November 23, 2007

MetaEdit+

MetaEdit+ is a commercial tool for both the design and use of (domain-specific) modeling languages (a meta-CASE-tool).

The underlying metamodeling language in MetaEdit+ is called GOPPRR and is very simple. There are just Properties and Non-Properties (which in turn can have Properties again). Non-Property-Types are Graph, Object, Port, Role and Relationship, and for each of these types there is a creation wizzard/form.

A feature that distinguishes MetaEdit+ from other tools is its symbol editor. You do not have to specify the concrete syntax by hand. Rather you just draw the component in a WYSIWYG-style which makes the object creation process very simple. In particular it is not necessary to define the mapping between abstract and concrete syntax explicitly like in GMF (to be discussed in a later post).

The relationships are specified by providing a so-called binding that tells the system which object types may be linked together and in which roles. The graph tool finally lets you draw the instances of your metamodel, your diagrams. As the name of this tool already suggests MetaEdit+ is best-suited for graph-like languages. Languages that make heavy use of spatial relations (like VEX, NSD and others) are difficult to create in MetaCASE. However, a lot of practically relevant languages have a graph structure.

Some advantages of MetaEdit+:

  • great support, I even got a personal web demonstration with special emphasis on my specific questions

  • easy to install and use

  • feature-rich, e.g. nice editor for components

  • lots of examples and documentation

  • highly integrated

  • Model2Code transformation possible



And some little disadvantages:

  • no explicit support for spatial relations

  • closed source, expensive (its a commercial tool after all, evaluation is free and they also provide an academic license, though)

  • no free-hand editing like e.g. in DiaGen/DiaMeta (to be described later)

  • version control not so good (but possible, some best practices are suggested)


Conclusion: This tool is definitely worth a try.
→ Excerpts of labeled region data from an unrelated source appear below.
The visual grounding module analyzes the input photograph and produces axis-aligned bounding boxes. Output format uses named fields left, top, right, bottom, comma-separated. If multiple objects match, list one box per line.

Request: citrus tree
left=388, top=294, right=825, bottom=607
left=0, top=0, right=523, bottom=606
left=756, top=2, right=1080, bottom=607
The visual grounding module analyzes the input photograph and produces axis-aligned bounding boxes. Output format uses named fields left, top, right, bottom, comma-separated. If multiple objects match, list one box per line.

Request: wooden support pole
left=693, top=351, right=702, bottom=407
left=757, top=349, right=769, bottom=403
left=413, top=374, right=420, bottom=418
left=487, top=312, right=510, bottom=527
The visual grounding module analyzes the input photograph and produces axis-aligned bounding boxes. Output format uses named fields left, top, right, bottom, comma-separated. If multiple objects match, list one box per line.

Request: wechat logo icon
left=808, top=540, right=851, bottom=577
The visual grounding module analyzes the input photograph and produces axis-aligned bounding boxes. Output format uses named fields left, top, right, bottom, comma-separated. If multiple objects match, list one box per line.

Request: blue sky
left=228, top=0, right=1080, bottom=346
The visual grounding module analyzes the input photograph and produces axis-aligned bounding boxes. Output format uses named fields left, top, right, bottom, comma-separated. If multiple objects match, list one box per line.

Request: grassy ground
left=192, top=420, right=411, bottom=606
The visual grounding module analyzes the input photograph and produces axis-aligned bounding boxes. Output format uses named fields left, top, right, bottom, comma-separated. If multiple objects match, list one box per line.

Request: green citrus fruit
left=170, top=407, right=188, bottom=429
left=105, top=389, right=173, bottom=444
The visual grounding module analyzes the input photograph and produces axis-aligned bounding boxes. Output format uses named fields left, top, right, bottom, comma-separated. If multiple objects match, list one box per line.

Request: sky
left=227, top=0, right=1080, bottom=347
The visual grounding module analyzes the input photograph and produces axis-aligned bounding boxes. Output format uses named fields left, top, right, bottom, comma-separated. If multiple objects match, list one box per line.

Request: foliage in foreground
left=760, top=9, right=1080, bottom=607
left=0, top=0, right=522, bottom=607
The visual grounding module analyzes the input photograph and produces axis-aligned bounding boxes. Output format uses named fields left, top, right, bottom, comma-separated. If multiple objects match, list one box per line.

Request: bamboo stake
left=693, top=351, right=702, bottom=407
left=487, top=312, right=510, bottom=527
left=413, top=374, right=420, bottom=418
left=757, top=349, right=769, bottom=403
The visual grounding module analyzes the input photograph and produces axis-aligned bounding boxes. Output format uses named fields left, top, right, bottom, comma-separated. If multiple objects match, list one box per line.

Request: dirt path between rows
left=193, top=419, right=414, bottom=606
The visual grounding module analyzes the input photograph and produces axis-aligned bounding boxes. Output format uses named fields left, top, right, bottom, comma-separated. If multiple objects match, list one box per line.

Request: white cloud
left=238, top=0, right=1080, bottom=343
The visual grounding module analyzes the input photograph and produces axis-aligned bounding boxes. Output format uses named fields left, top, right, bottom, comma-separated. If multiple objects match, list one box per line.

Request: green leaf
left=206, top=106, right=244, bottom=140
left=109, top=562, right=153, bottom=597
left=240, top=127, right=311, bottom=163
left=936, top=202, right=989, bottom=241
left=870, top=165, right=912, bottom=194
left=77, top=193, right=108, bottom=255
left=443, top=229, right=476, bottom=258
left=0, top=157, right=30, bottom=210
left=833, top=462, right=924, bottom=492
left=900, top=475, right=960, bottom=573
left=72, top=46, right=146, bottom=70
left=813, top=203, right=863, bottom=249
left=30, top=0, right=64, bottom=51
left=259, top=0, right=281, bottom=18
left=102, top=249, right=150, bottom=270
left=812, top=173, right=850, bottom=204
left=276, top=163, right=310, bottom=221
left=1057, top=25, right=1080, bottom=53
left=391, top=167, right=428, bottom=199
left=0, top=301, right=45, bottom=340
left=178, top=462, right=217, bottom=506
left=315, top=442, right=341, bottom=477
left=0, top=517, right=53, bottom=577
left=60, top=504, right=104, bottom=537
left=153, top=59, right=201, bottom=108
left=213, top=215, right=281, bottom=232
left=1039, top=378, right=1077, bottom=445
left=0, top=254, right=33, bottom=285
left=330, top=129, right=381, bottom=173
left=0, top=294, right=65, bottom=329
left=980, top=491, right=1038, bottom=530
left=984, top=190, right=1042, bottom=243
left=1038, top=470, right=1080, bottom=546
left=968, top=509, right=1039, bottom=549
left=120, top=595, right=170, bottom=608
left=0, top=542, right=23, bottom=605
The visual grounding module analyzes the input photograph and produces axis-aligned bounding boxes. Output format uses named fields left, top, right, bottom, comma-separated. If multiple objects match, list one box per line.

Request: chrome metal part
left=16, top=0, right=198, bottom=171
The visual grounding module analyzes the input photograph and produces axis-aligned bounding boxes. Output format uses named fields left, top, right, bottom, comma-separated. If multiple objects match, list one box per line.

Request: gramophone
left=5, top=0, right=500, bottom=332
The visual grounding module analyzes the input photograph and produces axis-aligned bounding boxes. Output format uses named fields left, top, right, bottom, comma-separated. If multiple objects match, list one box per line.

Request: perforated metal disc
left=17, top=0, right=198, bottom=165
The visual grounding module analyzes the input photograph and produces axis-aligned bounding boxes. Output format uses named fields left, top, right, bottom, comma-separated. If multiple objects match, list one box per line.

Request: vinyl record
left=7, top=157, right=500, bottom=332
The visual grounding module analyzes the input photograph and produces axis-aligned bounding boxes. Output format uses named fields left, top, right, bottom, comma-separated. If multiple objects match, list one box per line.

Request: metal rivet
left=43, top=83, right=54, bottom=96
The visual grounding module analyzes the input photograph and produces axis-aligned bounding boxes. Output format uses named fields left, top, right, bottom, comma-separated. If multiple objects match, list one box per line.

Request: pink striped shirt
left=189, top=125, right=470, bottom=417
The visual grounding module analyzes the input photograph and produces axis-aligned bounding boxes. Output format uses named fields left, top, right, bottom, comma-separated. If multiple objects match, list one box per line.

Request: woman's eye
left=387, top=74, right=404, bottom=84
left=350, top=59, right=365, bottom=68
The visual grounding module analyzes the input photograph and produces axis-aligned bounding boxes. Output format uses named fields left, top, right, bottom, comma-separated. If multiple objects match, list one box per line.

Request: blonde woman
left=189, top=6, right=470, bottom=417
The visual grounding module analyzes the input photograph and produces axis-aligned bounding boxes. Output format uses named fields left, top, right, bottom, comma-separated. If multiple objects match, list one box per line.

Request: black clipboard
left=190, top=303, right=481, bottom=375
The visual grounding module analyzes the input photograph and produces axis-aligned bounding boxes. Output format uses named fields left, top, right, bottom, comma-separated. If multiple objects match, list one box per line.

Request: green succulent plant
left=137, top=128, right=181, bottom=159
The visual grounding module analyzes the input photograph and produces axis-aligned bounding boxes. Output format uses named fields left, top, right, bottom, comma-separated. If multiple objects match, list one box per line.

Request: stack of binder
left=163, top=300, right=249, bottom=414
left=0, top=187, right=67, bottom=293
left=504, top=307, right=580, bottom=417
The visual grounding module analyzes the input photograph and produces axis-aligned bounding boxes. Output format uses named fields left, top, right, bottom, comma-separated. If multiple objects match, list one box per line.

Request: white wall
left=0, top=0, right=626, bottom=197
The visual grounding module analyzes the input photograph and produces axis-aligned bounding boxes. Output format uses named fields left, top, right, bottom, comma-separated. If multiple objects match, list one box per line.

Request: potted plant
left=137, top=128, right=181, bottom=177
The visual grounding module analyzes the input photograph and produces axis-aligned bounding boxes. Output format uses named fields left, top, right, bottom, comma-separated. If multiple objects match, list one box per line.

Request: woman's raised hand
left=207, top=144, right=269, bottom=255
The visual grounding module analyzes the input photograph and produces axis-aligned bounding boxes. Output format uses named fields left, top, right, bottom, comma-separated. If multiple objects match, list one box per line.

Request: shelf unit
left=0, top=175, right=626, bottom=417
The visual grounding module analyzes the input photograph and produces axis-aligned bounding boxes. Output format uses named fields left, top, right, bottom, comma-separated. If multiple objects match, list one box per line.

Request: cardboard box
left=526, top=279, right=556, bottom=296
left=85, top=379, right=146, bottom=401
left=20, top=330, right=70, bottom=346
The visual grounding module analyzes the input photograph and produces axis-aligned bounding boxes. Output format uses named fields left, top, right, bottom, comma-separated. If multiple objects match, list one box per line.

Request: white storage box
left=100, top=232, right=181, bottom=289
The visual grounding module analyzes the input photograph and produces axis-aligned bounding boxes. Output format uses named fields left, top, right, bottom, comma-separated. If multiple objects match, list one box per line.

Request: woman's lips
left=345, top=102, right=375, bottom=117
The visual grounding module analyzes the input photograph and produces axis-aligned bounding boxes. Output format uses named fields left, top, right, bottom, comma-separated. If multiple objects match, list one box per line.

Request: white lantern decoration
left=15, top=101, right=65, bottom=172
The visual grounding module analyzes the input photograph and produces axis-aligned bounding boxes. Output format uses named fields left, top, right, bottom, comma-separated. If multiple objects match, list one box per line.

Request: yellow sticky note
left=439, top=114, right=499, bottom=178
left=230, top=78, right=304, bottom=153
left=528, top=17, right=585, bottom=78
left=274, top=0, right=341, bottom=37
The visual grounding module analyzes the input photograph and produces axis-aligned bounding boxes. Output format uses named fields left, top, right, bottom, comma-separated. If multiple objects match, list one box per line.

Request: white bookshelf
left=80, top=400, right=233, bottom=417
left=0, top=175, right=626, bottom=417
It is well suited for the rapid development of CASE tools for all kinds of graph-like visual languages.

Further reading:

1 comment:

Anonymous said...

Thanks for the kind words! I only just saw this, but thought it would be fun to show that MetaEdit+ can easily support languages like VEX that use spatial relations / visual containment. See the results in my blog entry on Spatial relations in MetaEdit+. Since you were pleased with the Symbol Editor, you might like the slightly updated symbols I used in place of VEX's black and white circles: hopefully an improvement in both ergonomics and aesthetics. If you want the MetaEdit+ metamodel to play with, just drop me a line.